Enabling Multilingual Search through Controlled Vocabularies: the AGRIS Approach – A review

Enabling Multilingual Search through Controlled Vocabularies: the AGRIS Approach’ is the title of the paper that was awarded the Best Paper Prize, submitted and presented at this year’s 10th International Conference on Metadata and Semantics Research conference (MTSR 2016) held on the 22rd  to the 25th  November 2016.

_____________________________________________________________________________________________________

This paper - authored by Fabrizio Celli and Johannes Keizer of the AGRIS team - presents the earlier development of multilingual search implemented within the AGRIS system. In particular, the paper describes the lightweight approach adopted to enable the cross language information retrieval feature in the AGRIS.

The article is grounded on literature in that it builds upon the two decade old debate that of the usefulness of controlled vocabularies in information retrieval. There are two schools of thoughts that emerge: (i) supporters of controlled vocabularies who believe they aid recall in search results and (ii) those who advocate for the abandoning of controlled vocabularies and prefer free-text searching.
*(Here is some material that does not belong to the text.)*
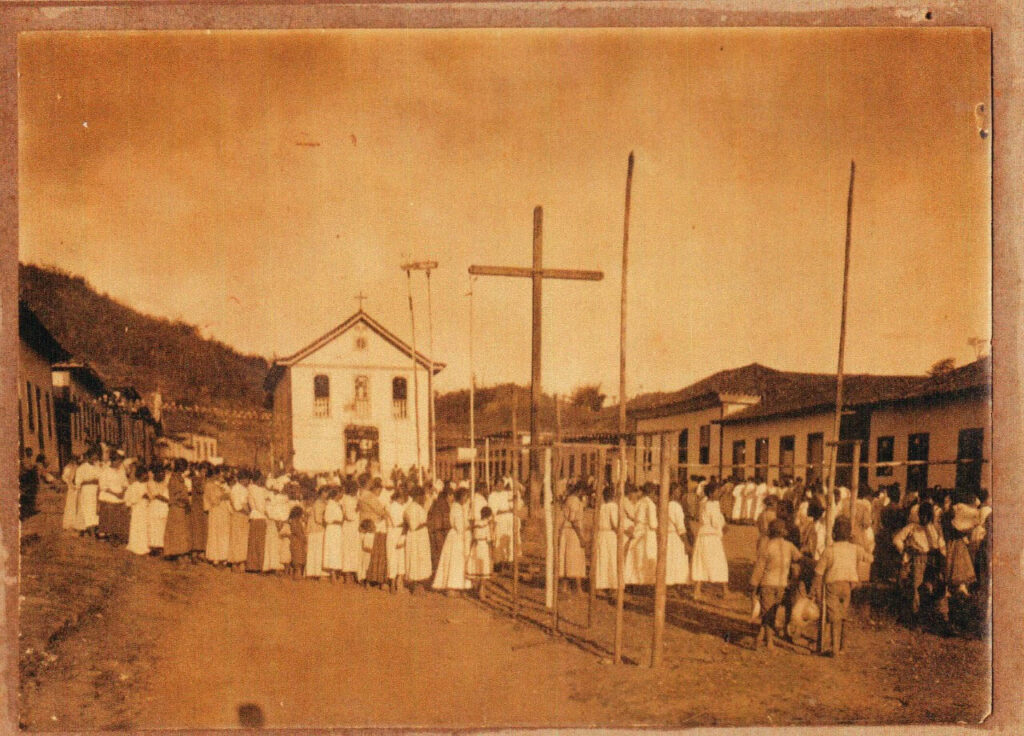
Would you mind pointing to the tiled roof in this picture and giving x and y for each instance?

The paper delves into this debate by showing through the AGRIS approach how the adoption of a controlled vocabulary helps in implementing the multilingual search functionality in the AGRIS information system, in order to retrieve multilingual content whose language may be different from the language of the query. Three parts emerge in the form of the paper: (1) An introduction to AGRIS and AGROVOC thesaurus; (2) The AGRIS approach to Multilingual Search; (3) Analysis of the results and conclusions.
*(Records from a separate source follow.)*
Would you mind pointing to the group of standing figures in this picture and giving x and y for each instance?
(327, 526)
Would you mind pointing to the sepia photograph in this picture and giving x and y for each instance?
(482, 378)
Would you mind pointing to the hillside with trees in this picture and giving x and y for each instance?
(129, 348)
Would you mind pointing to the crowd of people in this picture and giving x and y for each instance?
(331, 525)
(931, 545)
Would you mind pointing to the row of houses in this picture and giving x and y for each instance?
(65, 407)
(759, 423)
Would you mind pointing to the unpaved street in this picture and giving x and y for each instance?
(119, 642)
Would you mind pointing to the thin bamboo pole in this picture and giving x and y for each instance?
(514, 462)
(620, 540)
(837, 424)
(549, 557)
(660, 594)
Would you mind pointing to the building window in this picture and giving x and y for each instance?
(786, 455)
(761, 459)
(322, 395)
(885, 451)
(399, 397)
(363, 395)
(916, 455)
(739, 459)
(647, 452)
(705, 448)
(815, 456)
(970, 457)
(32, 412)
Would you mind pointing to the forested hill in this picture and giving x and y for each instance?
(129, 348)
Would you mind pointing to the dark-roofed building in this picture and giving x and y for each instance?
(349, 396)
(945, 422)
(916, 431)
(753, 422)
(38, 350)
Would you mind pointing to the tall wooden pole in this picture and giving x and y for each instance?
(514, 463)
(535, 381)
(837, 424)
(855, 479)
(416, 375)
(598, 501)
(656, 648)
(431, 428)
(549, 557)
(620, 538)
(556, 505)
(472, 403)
In this review we summarize the second and the third later points respectively.

The AGRIS Approach to multilingual search

The model of this approach is aptly described in the paper as thus, “AGRIS approach to multilingual search is based on the adoption of AGROVOC as an instrument to translate user search keywords. In this way, we demonstrate that a controlled vocabulary is not only good for document indexing, but it can be applied to other aspects of information retrieval, as enabling multilingual search through automatic query expansion (AQE). AQE has a 50-year history but, as the survey [3] states, only in recent years it has reached a good level of scientific maturity to lose the status of experimental technique”.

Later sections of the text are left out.